The London high court declared him dead in 1999, and last year a judge issued a death certificate allowing his son George Bingham to inherit his title.

“My own personal view, and it was one I took I think as an eight-year-old boy, is he’s unfortunately been dead since that time [of his disappearance],” Mr Bingham said last year.

One of numerous theories about what became of Lucan, who would now be 82, was that he shot himself and was then fed to tigers at the zoo of his friend John Aspinall. Aspinall himself said in 2000 that Lucan had weighted himself down with a stone and drowned himself in the English Channel.

Earlier this year, Lady Lucan gave a television interview in which she said she believed Lucan had made the “brave” decision to take his own life.

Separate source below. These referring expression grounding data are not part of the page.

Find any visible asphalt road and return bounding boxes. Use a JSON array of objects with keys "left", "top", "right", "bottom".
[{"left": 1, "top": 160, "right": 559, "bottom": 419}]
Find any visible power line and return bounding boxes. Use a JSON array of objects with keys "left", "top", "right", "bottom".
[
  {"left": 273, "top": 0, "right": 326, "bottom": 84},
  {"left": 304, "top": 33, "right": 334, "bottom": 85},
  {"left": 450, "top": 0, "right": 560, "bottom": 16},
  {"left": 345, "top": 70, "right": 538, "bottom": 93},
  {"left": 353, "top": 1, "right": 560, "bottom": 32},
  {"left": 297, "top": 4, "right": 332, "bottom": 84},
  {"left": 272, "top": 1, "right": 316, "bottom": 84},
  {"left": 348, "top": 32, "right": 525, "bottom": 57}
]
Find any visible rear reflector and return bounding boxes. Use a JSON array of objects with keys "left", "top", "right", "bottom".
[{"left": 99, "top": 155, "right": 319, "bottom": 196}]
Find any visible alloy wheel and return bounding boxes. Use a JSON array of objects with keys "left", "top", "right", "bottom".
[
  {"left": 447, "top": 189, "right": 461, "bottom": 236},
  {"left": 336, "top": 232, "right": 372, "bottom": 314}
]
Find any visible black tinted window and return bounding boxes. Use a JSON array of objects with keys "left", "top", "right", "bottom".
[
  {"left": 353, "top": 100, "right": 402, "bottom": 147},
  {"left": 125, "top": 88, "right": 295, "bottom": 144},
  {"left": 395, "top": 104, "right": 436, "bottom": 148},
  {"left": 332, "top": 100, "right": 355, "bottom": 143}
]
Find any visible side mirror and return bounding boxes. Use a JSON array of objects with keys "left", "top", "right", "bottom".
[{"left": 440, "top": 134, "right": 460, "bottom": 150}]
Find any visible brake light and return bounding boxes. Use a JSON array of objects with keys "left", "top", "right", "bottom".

Ahead of the hour-long documentary interview called Lord Lucan: My Husband, The Truth, Radio Times magazine shared some of her words with director Michael Waldman. She said: “I would say he got on the ferry and jumped off in the middle of the Channel in the way of the propellers so that his remains wouldn’t be found — I think quite brave.”

She also spoke about her depression and her husband’s violent nature following their marriage in 1963. Describing how he would beat her with a cane to get the “mad ideas out of your head”, she said: “He could have hit harder. They were measured blows. “He must have got pleasure out of it because he had intercourse (with me) afterwards.”